Featured image of post DuckDB Async I/O Engine: The Secret Behind 1.7x Parquet Read Performance

DuckDB Async I/O Engine: The Secret Behind 1.7x Parquet Read Performance

Deep dive into DuckDB's latest asynchronous I/O engine that delivers 1.5-1.7x performance gains for Parquet queries, with real benchmarks and optimization strategies.

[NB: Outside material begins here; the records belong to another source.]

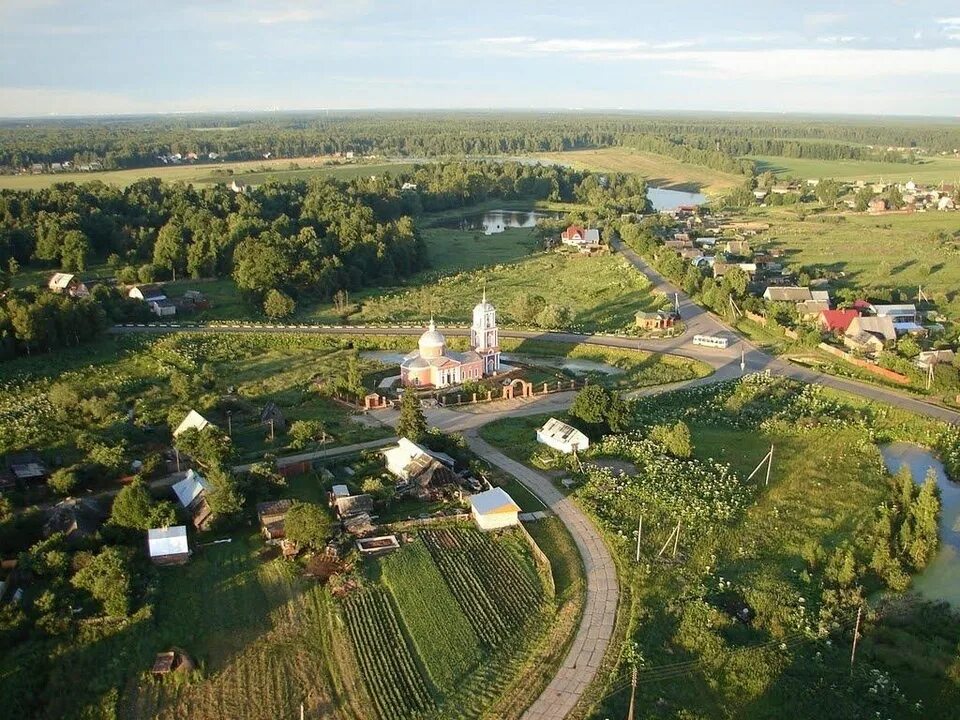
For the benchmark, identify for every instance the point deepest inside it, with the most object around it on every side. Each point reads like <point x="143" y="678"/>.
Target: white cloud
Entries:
<point x="814" y="20"/>
<point x="774" y="63"/>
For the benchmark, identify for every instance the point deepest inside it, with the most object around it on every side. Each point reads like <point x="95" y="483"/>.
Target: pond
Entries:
<point x="492" y="222"/>
<point x="941" y="578"/>
<point x="664" y="199"/>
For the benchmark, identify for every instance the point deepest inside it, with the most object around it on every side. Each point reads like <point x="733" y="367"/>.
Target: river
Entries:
<point x="940" y="580"/>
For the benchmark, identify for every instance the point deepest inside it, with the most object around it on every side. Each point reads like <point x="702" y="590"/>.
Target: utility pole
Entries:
<point x="856" y="636"/>
<point x="639" y="531"/>
<point x="633" y="693"/>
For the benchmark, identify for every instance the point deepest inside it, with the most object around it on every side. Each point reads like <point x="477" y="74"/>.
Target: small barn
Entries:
<point x="494" y="509"/>
<point x="191" y="494"/>
<point x="168" y="546"/>
<point x="562" y="437"/>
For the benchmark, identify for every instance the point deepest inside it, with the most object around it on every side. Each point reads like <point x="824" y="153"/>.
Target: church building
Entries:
<point x="434" y="365"/>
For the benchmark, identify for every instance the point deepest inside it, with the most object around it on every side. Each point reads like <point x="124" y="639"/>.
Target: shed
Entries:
<point x="494" y="509"/>
<point x="168" y="546"/>
<point x="562" y="437"/>
<point x="272" y="413"/>
<point x="272" y="515"/>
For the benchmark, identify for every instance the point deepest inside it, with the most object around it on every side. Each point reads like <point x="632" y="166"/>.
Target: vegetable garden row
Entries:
<point x="396" y="686"/>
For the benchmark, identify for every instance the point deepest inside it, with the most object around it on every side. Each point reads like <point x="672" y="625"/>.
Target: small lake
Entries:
<point x="664" y="199"/>
<point x="574" y="365"/>
<point x="496" y="221"/>
<point x="940" y="580"/>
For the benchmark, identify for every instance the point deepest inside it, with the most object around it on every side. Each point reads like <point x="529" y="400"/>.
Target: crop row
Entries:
<point x="496" y="594"/>
<point x="395" y="683"/>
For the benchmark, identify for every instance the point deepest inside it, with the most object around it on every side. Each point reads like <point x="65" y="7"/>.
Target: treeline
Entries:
<point x="140" y="142"/>
<point x="35" y="321"/>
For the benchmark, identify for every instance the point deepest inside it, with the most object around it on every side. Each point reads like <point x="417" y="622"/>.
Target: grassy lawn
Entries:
<point x="933" y="170"/>
<point x="886" y="251"/>
<point x="659" y="170"/>
<point x="602" y="292"/>
<point x="253" y="172"/>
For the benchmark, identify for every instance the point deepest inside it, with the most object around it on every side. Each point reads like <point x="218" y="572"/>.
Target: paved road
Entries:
<point x="583" y="660"/>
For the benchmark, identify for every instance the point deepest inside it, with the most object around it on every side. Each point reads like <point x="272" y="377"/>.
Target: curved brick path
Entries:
<point x="599" y="613"/>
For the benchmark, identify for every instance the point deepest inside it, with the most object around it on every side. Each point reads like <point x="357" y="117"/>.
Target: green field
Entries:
<point x="253" y="172"/>
<point x="930" y="170"/>
<point x="887" y="251"/>
<point x="779" y="549"/>
<point x="658" y="170"/>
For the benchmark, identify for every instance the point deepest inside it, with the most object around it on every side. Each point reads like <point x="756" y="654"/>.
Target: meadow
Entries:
<point x="252" y="172"/>
<point x="796" y="553"/>
<point x="658" y="170"/>
<point x="930" y="170"/>
<point x="875" y="251"/>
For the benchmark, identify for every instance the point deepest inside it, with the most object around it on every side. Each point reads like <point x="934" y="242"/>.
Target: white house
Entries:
<point x="193" y="421"/>
<point x="168" y="546"/>
<point x="406" y="459"/>
<point x="494" y="509"/>
<point x="562" y="437"/>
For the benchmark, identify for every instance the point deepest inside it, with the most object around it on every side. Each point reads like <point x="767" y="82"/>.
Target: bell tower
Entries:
<point x="484" y="336"/>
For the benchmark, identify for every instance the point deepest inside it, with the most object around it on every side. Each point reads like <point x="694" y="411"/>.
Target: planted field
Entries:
<point x="932" y="170"/>
<point x="440" y="632"/>
<point x="498" y="594"/>
<point x="395" y="684"/>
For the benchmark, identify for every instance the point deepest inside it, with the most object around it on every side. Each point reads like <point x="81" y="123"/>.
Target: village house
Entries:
<point x="75" y="518"/>
<point x="67" y="283"/>
<point x="582" y="238"/>
<point x="272" y="416"/>
<point x="659" y="320"/>
<point x="869" y="334"/>
<point x="433" y="365"/>
<point x="168" y="546"/>
<point x="905" y="317"/>
<point x="788" y="294"/>
<point x="836" y="321"/>
<point x="272" y="515"/>
<point x="494" y="509"/>
<point x="193" y="421"/>
<point x="191" y="494"/>
<point x="562" y="437"/>
<point x="931" y="358"/>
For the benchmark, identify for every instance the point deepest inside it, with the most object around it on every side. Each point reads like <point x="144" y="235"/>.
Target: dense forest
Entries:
<point x="141" y="142"/>
<point x="281" y="242"/>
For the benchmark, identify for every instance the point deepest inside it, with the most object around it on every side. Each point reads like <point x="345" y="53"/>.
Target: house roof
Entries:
<point x="60" y="281"/>
<point x="838" y="319"/>
<point x="493" y="502"/>
<point x="168" y="541"/>
<point x="562" y="432"/>
<point x="190" y="488"/>
<point x="193" y="421"/>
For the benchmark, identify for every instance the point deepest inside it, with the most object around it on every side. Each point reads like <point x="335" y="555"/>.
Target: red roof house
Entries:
<point x="837" y="320"/>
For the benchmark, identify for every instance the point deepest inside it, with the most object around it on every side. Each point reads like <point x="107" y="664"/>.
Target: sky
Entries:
<point x="105" y="57"/>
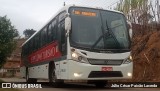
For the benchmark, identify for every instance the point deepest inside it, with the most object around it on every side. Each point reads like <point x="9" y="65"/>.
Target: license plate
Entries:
<point x="107" y="69"/>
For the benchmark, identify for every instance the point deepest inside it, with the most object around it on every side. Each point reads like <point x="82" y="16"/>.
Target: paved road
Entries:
<point x="76" y="87"/>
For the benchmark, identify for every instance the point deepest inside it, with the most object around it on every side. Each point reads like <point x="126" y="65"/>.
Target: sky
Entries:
<point x="34" y="14"/>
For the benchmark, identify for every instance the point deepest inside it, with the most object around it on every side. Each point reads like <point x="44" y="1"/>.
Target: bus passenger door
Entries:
<point x="63" y="49"/>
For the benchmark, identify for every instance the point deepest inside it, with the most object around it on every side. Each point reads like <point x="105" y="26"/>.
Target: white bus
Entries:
<point x="80" y="43"/>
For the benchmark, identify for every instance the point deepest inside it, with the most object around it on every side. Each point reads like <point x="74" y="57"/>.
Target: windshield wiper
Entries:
<point x="107" y="34"/>
<point x="112" y="33"/>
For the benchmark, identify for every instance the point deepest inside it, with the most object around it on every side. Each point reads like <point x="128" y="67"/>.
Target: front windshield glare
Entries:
<point x="88" y="25"/>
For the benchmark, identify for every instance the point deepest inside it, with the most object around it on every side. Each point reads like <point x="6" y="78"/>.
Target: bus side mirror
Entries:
<point x="129" y="25"/>
<point x="67" y="25"/>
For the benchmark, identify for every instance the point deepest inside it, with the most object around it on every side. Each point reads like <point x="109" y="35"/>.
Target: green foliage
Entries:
<point x="29" y="32"/>
<point x="7" y="42"/>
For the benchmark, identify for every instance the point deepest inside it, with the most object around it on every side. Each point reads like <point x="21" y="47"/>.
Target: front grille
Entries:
<point x="105" y="62"/>
<point x="96" y="74"/>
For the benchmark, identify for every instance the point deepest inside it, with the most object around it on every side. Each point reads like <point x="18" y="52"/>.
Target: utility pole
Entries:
<point x="64" y="4"/>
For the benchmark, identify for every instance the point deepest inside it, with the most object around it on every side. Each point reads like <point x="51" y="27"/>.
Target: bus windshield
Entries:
<point x="98" y="29"/>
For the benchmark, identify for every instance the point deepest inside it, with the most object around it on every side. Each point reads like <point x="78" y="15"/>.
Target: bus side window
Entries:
<point x="54" y="29"/>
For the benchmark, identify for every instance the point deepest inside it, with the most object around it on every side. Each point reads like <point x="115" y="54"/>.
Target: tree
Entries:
<point x="7" y="41"/>
<point x="29" y="32"/>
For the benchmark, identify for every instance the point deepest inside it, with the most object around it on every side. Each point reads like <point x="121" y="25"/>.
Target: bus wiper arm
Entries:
<point x="97" y="41"/>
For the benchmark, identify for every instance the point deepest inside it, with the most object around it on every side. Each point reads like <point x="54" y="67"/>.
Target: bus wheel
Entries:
<point x="100" y="84"/>
<point x="29" y="79"/>
<point x="53" y="78"/>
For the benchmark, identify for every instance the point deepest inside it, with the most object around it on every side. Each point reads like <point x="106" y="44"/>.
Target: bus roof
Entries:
<point x="66" y="8"/>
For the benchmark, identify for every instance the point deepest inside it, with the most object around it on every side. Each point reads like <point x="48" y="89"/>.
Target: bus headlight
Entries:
<point x="128" y="60"/>
<point x="74" y="55"/>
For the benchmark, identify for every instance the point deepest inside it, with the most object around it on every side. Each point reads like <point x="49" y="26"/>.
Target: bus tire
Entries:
<point x="53" y="78"/>
<point x="29" y="79"/>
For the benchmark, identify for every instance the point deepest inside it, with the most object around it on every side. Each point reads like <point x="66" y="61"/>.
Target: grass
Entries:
<point x="8" y="89"/>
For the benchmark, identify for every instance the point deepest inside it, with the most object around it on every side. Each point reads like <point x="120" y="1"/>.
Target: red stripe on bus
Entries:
<point x="46" y="53"/>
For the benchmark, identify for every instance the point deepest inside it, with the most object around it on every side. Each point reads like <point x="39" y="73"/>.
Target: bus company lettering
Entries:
<point x="44" y="54"/>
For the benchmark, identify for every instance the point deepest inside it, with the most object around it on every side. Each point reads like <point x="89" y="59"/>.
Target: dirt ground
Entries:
<point x="146" y="54"/>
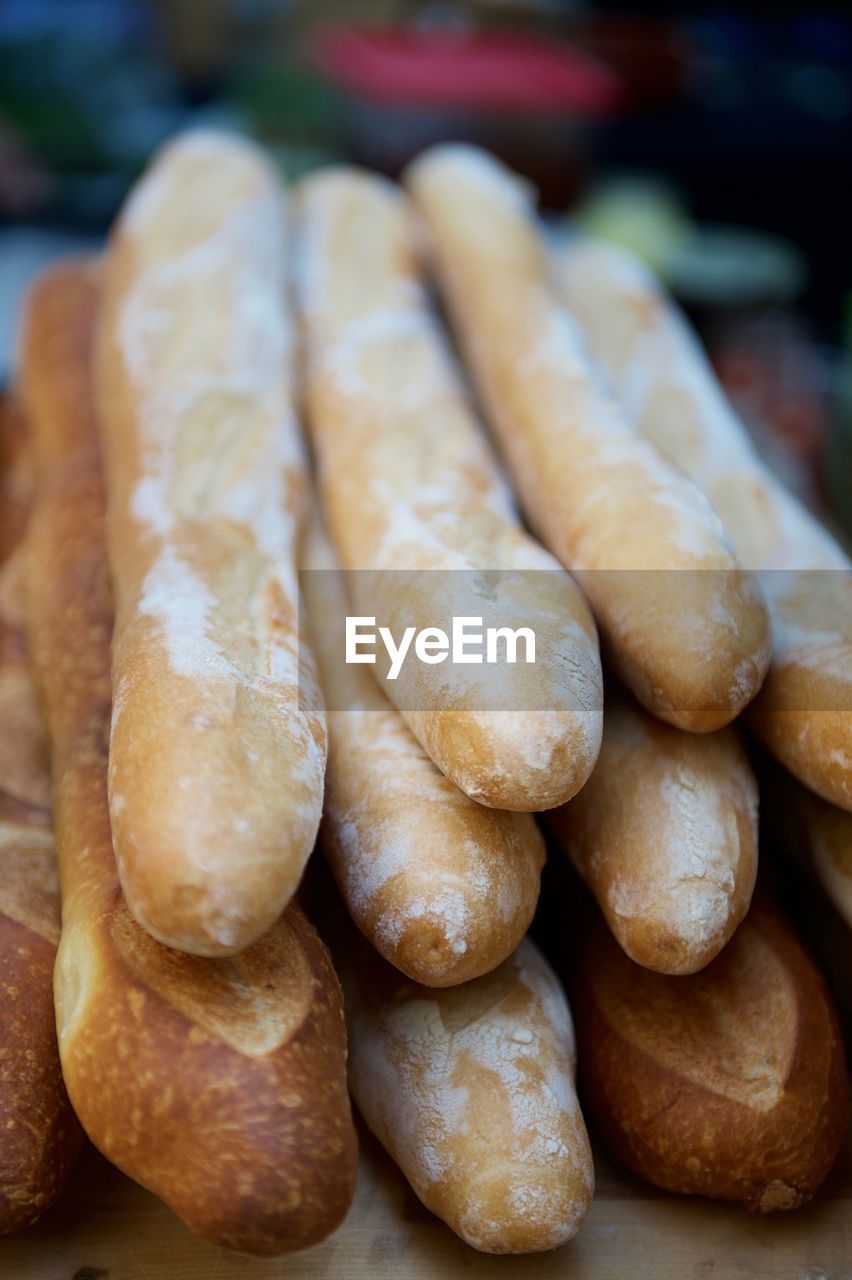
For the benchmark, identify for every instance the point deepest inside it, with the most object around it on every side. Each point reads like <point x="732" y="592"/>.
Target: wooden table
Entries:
<point x="105" y="1228"/>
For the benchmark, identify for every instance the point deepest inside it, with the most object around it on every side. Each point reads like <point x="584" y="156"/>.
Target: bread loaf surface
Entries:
<point x="686" y="627"/>
<point x="665" y="836"/>
<point x="218" y="737"/>
<point x="472" y="1092"/>
<point x="727" y="1083"/>
<point x="40" y="1136"/>
<point x="443" y="887"/>
<point x="216" y="1083"/>
<point x="418" y="513"/>
<point x="804" y="712"/>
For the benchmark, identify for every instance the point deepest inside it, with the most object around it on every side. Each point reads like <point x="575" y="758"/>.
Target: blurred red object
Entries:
<point x="528" y="99"/>
<point x="467" y="69"/>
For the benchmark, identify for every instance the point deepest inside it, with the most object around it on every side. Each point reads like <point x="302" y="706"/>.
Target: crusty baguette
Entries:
<point x="443" y="887"/>
<point x="472" y="1092"/>
<point x="40" y="1136"/>
<point x="727" y="1083"/>
<point x="216" y="1083"/>
<point x="410" y="487"/>
<point x="665" y="836"/>
<point x="804" y="712"/>
<point x="218" y="746"/>
<point x="687" y="629"/>
<point x="15" y="475"/>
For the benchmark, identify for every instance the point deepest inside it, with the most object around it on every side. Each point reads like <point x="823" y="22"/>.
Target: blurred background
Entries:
<point x="715" y="141"/>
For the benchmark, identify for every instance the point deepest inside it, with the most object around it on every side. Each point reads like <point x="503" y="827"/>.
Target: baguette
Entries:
<point x="471" y="1089"/>
<point x="665" y="836"/>
<point x="686" y="627"/>
<point x="443" y="887"/>
<point x="40" y="1136"/>
<point x="408" y="485"/>
<point x="728" y="1083"/>
<point x="804" y="712"/>
<point x="216" y="1083"/>
<point x="218" y="739"/>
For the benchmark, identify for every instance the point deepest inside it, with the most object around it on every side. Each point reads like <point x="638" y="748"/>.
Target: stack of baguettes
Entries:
<point x="200" y="1024"/>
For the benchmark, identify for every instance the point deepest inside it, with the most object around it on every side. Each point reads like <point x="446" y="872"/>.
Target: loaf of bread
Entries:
<point x="218" y="740"/>
<point x="729" y="1082"/>
<point x="472" y="1092"/>
<point x="15" y="476"/>
<point x="443" y="887"/>
<point x="665" y="836"/>
<point x="664" y="382"/>
<point x="216" y="1083"/>
<point x="412" y="496"/>
<point x="686" y="627"/>
<point x="40" y="1136"/>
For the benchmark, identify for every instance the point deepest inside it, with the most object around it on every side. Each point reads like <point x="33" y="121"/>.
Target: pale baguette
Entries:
<point x="40" y="1136"/>
<point x="686" y="627"/>
<point x="727" y="1083"/>
<point x="665" y="383"/>
<point x="815" y="833"/>
<point x="472" y="1092"/>
<point x="218" y="1084"/>
<point x="443" y="887"/>
<point x="410" y="487"/>
<point x="665" y="836"/>
<point x="218" y="743"/>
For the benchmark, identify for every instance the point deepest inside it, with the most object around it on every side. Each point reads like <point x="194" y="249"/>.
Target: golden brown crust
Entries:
<point x="686" y="626"/>
<point x="219" y="1084"/>
<point x="665" y="836"/>
<point x="804" y="711"/>
<point x="40" y="1136"/>
<point x="443" y="887"/>
<point x="727" y="1083"/>
<point x="426" y="502"/>
<point x="472" y="1092"/>
<point x="218" y="743"/>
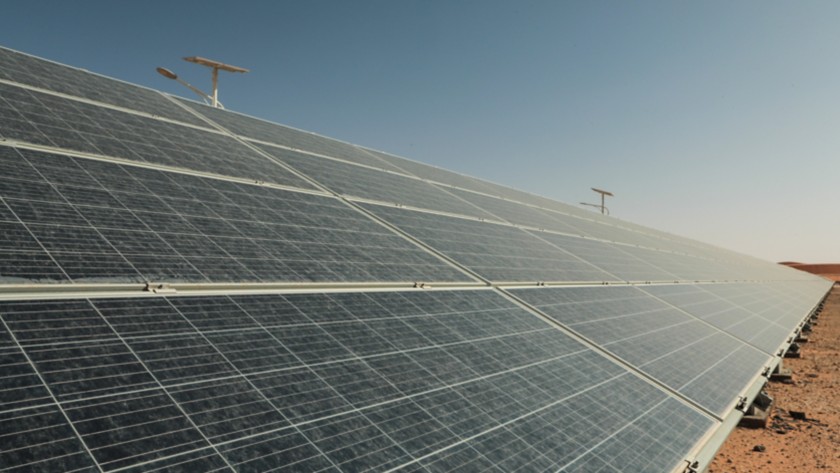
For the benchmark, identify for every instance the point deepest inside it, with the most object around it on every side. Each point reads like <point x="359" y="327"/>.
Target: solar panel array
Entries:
<point x="189" y="289"/>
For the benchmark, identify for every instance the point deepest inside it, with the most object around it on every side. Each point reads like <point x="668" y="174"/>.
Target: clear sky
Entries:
<point x="715" y="120"/>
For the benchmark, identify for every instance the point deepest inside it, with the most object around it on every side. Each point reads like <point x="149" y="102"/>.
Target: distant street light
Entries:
<point x="604" y="209"/>
<point x="171" y="75"/>
<point x="216" y="66"/>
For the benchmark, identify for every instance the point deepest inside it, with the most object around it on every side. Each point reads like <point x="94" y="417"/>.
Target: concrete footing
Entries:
<point x="758" y="412"/>
<point x="781" y="374"/>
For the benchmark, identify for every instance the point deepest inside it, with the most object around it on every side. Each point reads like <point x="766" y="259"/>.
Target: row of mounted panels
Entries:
<point x="604" y="378"/>
<point x="70" y="219"/>
<point x="409" y="381"/>
<point x="46" y="119"/>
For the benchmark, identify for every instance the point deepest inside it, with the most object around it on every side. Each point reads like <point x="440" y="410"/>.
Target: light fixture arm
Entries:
<point x="205" y="97"/>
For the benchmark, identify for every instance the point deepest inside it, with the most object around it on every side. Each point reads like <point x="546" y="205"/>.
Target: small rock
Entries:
<point x="798" y="415"/>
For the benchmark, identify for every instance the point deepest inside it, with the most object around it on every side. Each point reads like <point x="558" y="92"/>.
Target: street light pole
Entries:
<point x="603" y="207"/>
<point x="216" y="66"/>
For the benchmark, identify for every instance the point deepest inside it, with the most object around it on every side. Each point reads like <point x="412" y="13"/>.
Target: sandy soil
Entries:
<point x="797" y="445"/>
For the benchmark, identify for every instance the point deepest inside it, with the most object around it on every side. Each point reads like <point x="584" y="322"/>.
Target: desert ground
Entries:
<point x="797" y="445"/>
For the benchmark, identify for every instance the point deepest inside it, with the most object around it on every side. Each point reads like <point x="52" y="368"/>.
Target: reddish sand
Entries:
<point x="828" y="271"/>
<point x="792" y="445"/>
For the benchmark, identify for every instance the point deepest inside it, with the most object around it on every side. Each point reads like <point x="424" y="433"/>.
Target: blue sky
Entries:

DuckDB Async I/O Engine: The Secret Behind 1.7x Parquet Read Performance

In June 2026, the DuckDB core team merged a remarkable PR #23142 — introducing asynchronous I/O support for the Parquet reader, delivering up to 1.68x performance improvement. This article provides an in-depth analysis of how this technology works, benchmark results, and how you can leverage these improvements in your data pipelines.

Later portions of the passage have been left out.